- Also known as: Pam: Girl on the Loose!
- Genre: Reality television
- Created by: Pamela Anderson
- Directed by: Nigel Dick
- Starring: Pamela Anderson
- Narrated by: Pamela Anderson
- Country of origin: United States
- Original language: English
- No. of seasons: 1
- No. of episodes: 8

Production
- Executive producers: Pamela Anderson Fenton Bailey Randy Barbato Tom Campbell Jeff Pollack
- Production location: Los Angeles, California
- Camera setup: Single camera
- Running time: 30 minutes

Original release
- Network: E!
- Release: August 3 – September 23, 2008

= E!'s Pam: Girl on the Loose! =

American reality television series

Pam: Girl on the Loose! is an American reality television series that debuted on E! on August 3, 2008. The program documented the daily life of actress, producer, model, activist, Playboy Playmate and sex symbol Pamela Anderson, her family, and her friends, as she offers a real raw glimpse into her private life that the public and the tabloids don't get a look at.

==Critical reception==
The New York Daily News gave it 2 stars and added, "Mainly, it's just another low-rent celebrity show along the lines of Keeping Up with the Kardashians - typical for a genre these days that asks very little of celebrity subjects in exchange for getting them on the air."

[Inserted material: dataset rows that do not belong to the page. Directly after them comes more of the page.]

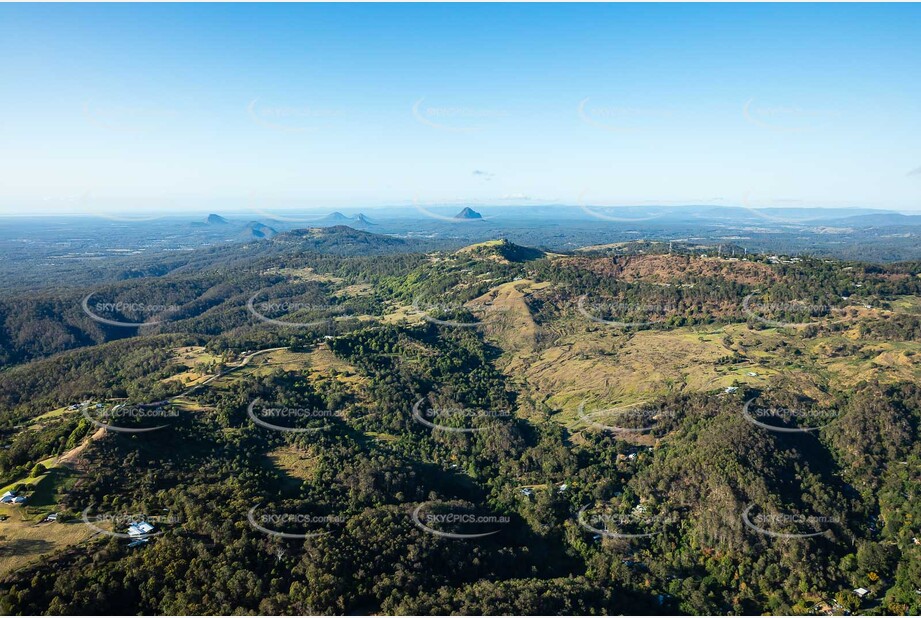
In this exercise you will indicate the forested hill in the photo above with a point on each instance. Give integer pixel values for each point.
(312, 429)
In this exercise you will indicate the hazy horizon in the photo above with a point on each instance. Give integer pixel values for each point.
(171, 107)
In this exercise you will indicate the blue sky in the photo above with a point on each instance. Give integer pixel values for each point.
(206, 106)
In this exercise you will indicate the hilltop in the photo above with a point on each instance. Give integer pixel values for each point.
(502, 249)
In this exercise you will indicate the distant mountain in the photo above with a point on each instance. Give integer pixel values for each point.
(336, 217)
(342, 240)
(468, 213)
(260, 230)
(504, 250)
(877, 219)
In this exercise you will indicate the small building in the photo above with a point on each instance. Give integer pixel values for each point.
(139, 528)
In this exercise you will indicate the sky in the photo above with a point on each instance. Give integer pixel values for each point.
(178, 107)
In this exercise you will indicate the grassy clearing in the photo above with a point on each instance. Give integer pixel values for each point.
(295, 464)
(22, 541)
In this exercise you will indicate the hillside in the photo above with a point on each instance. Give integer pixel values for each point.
(599, 404)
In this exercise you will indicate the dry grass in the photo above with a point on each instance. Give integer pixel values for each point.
(23, 542)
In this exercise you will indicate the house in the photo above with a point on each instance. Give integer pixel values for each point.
(139, 528)
(11, 498)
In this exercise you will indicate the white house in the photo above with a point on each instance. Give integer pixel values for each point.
(139, 528)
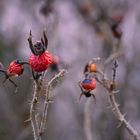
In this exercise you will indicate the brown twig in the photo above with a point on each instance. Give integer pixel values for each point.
(47, 102)
(32, 109)
(87, 120)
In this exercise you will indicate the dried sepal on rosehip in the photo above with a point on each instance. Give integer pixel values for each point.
(40, 59)
(55, 64)
(91, 66)
(86, 86)
(15, 68)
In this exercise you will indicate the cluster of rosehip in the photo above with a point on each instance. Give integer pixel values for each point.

Note the Los Angeles Times' Mary McNamara: "Age may have prompted her to prove there is a person underneath all that hair, behind all that décolletage, but it's a crowded genre, honey, and Girl on the Loose seems just a little too little too late."

==Episodes==

| No. | Title | Original release date |
| 1 | "The Uncensored Confessions of a Trailer-Camp Tramp" | August 3, 2008 |
Pamela throws an estate sale to get rid of her old and unused possessions; Pamela poses naked in a photo shoot for David LaChapelle; Pamela goes to Las Vegas to see Elton John's Red Piano concert.
| 2 | "For the Boys" | August 10, 2008 |
Pamela goes on a USO Tour with Toby Keith, Kathy Griffin and the Pussycat Dolls to Camp Pendleton.
| 3 | "Crazy Bitch" | August 17, 2008 |
Pamela and PETA's Dan Matthews attend the White House Correspondents' Dinner in Washington, D.C.
| 4 | "Shout It Out" | August 31, 2008 |
Pamela throws the Pepperdine baseball team a surprise Memorial Day barbecue. To everyone's surprise, Tommy Lee shows up and it ends up being a family affair.
| 5 | "Canadians Do It Better" | September 2, 2008 |
Pamela travels to Vancouver Island to visit her parents and to give her dad a very special gift. She checks in on a property she owns with a partner, NHL star Geoff Courtnall.
| 6 | "Abracadabra" | September 9, 2008 |
Pam travels all the way to Abu Dhabi with a group of family and friends to participate in a children's charity event.
| 7 | "All Over the World" | September 16, 2008 |
While the construction crew works feverishly to finish Pamela's house, Pam travels to the UK and Australia making TV appearances and basking in international fame.
| 8 | "Cliffhanger" | September 23, 2008 |
Pam and the boys celebrate her birthday when they visit Tommy while he tours with Mötley Crüe. Then it's off to Las Vegas to celebrate with her famous and fabulous friends.